## Working with Dates and Times in Python

Working with date and times is a vital skill, because many data include date/time information, including:

- Weather data with dates and/or times.
- Computer logs with the timestamp for each event.
- Sales data with date/time range included.

Unfortunately, working with date/time data is often a lot more complex:

- Where you have a compound date format, like January 1, 1901, separating each component value and converting it to its numeric form is cumbersome.
- There are many different formats, e.g. 12-hour time versus 24-hour time.
- Adding and subtracting across date/time boundaries isn't easy — for instance, if I wanted to add 1 hour 35 minutes to the time 32 minutes, we need to account for the fact that there are 60 minutes in an hour to be able to come up with the correct answer, 2 hours 7 minutes.

Luckily, Python comes with functionality that makes working with dates and times easier. In this mission, we'll learn this functionality while working with a data set of White House visitors.

__Data source:__ https://www.kaggle.com/somertonman/dq-lessons-potus-white-house#potus_visitors_2015.csv (which only includes visitors who met with the president in 2015)
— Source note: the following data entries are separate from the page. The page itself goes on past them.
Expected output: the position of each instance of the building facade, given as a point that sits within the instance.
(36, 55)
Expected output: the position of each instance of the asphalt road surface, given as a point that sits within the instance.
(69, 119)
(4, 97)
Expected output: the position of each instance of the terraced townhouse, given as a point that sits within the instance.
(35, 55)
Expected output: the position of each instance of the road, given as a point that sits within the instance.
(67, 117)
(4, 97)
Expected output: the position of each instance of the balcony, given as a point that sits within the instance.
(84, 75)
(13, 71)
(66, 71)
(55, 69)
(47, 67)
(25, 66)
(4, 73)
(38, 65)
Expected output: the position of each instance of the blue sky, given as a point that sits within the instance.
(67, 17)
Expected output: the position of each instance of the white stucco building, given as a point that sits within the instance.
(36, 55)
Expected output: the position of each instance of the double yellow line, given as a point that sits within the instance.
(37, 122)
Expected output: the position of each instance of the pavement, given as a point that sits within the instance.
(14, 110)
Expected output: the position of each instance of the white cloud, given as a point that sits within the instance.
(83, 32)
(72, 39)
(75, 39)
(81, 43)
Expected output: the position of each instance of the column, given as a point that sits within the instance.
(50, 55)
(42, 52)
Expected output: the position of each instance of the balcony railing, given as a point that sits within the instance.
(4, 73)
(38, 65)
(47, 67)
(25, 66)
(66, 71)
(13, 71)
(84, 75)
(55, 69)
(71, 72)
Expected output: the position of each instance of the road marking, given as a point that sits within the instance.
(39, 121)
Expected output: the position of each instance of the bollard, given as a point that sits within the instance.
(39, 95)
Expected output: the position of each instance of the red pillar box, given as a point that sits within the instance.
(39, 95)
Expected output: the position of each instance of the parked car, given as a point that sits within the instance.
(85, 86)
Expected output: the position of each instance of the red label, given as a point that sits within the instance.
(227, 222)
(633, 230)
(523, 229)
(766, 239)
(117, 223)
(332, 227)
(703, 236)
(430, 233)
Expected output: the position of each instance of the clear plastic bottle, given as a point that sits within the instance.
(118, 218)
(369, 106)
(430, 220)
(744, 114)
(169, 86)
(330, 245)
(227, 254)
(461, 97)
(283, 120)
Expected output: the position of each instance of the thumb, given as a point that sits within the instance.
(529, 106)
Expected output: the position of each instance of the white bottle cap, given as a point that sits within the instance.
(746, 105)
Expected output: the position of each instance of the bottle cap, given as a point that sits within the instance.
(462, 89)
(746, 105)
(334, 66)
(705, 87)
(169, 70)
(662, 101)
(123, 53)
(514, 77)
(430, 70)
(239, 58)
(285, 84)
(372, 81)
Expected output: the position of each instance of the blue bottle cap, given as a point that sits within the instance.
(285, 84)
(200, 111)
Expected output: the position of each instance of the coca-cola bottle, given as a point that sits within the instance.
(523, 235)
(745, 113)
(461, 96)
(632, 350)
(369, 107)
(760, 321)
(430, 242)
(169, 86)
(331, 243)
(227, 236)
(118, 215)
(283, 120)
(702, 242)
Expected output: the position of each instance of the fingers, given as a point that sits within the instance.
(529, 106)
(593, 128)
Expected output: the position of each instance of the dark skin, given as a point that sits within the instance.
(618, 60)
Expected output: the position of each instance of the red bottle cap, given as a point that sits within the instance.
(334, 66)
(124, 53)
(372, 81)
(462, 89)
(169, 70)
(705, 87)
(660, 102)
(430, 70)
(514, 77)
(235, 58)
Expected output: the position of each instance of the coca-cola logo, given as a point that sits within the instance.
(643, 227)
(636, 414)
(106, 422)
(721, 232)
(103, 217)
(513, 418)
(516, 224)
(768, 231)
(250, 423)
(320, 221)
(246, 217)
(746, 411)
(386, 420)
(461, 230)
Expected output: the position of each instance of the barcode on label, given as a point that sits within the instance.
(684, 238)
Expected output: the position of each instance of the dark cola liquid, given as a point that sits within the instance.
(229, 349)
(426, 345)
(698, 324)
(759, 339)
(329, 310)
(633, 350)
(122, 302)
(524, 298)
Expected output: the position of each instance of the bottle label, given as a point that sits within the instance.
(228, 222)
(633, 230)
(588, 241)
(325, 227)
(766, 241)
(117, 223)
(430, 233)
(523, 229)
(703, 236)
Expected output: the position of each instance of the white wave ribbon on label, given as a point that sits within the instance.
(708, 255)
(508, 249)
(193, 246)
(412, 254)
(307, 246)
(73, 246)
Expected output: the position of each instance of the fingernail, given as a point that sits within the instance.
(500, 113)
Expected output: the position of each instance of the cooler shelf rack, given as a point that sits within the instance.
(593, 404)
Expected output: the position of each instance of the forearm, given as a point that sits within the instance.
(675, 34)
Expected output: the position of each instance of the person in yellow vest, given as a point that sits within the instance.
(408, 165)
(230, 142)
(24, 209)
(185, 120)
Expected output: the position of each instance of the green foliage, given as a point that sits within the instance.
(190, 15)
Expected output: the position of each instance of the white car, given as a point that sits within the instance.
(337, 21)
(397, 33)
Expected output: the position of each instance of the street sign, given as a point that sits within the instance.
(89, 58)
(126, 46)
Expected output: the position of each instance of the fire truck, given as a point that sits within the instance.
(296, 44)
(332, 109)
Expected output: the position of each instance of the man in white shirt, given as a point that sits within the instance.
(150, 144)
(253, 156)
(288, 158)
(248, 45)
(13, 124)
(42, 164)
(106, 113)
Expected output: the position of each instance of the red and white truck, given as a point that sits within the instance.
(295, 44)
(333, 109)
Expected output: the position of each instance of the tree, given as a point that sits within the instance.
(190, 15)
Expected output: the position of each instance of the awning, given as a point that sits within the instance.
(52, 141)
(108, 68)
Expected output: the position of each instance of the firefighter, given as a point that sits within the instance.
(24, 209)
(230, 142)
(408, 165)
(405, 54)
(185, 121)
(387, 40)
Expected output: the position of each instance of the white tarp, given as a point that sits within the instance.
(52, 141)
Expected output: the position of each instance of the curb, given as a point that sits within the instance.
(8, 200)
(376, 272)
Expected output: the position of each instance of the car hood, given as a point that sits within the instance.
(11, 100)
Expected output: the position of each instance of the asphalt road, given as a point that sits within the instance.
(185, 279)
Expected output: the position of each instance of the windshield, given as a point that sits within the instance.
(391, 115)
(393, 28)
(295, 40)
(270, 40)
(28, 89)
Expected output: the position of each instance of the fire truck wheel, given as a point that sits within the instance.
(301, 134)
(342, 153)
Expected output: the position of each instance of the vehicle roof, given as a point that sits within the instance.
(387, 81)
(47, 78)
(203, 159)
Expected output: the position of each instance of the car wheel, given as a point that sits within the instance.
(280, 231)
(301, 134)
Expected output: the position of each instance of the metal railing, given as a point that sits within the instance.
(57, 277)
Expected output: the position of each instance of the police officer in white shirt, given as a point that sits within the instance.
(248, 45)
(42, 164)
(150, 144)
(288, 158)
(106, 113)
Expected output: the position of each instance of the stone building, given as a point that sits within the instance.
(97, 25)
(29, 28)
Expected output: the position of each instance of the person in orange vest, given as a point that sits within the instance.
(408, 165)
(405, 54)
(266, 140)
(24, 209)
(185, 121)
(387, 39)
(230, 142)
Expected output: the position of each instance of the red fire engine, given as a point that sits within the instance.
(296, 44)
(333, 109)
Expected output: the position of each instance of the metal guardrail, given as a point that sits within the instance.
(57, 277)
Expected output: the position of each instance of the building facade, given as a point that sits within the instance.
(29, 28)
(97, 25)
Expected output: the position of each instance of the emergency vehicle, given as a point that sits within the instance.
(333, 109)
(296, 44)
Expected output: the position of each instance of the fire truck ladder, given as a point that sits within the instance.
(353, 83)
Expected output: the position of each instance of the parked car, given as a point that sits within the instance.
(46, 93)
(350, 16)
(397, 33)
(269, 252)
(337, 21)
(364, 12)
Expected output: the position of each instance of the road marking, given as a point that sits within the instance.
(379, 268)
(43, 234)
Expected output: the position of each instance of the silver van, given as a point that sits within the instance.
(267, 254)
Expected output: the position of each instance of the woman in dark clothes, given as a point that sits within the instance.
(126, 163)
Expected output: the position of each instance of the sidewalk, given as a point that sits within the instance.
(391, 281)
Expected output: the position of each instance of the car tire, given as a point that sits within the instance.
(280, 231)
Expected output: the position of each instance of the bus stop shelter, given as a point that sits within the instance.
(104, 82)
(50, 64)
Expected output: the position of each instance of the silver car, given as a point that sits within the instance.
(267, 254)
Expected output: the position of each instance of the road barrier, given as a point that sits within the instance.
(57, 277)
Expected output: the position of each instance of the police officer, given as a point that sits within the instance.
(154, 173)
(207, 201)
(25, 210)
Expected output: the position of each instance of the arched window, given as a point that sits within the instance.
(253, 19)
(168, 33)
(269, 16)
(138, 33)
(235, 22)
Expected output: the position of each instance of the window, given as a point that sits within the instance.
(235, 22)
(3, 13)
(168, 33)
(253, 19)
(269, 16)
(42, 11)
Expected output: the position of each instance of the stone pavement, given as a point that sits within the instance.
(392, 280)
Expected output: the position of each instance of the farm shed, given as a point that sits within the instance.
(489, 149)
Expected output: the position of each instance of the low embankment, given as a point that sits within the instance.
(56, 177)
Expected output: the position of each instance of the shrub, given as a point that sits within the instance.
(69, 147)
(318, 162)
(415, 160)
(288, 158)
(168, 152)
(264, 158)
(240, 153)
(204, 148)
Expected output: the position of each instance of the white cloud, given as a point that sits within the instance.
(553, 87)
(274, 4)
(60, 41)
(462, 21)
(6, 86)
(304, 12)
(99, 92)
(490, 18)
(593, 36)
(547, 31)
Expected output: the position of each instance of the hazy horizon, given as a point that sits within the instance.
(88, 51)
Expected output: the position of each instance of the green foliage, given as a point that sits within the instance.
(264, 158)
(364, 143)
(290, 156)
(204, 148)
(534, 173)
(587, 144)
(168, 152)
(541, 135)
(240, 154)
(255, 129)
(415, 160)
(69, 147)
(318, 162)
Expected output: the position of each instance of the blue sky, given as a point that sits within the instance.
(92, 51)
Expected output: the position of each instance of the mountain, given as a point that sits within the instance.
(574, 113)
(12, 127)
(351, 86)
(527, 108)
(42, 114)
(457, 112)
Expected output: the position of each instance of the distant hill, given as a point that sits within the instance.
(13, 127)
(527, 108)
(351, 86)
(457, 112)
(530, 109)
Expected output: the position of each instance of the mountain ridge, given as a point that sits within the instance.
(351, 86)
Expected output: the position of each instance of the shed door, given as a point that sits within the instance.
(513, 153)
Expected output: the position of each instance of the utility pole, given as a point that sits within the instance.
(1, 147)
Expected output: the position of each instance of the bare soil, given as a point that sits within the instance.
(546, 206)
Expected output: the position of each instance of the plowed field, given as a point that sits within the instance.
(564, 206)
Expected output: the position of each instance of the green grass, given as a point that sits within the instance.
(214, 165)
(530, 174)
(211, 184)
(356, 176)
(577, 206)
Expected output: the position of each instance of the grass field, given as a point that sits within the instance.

In December 2009, the White House started publishing records of visitors to the White House. Over a seven-year span, almost six million visitor records were published. The records contain data from the __WAVES (Workers and Visitors Entry System)__ appointment system that is used to make appointments for all White House visitors, excluding staff members and other people not categorized as visitors.

The full set of records can be found on the <a href="https://obamawhitehouse.archives.gov/briefing-room/disclosures/visitor-records">Obama White House Archives Site</a>

Here are descriptions of each column:

- __name__: The name of the visitor.
- __appt_made_date__: The date and time that the appointment was created.
- __appt_start_date__: The date and time that the appointment was scheduled to start.
- __appt_end_date__: The date and time that the appointment was scheduled to end.
- __visitee_namelast__: The last name of the visitee (the person the visitor was meeting with).
- __visitee_namefirst__: The first name of the visitee.
- __meeting_room__: The room in which the appointment was scheduled.
- __description__: Optional comments added by the WAVES operator.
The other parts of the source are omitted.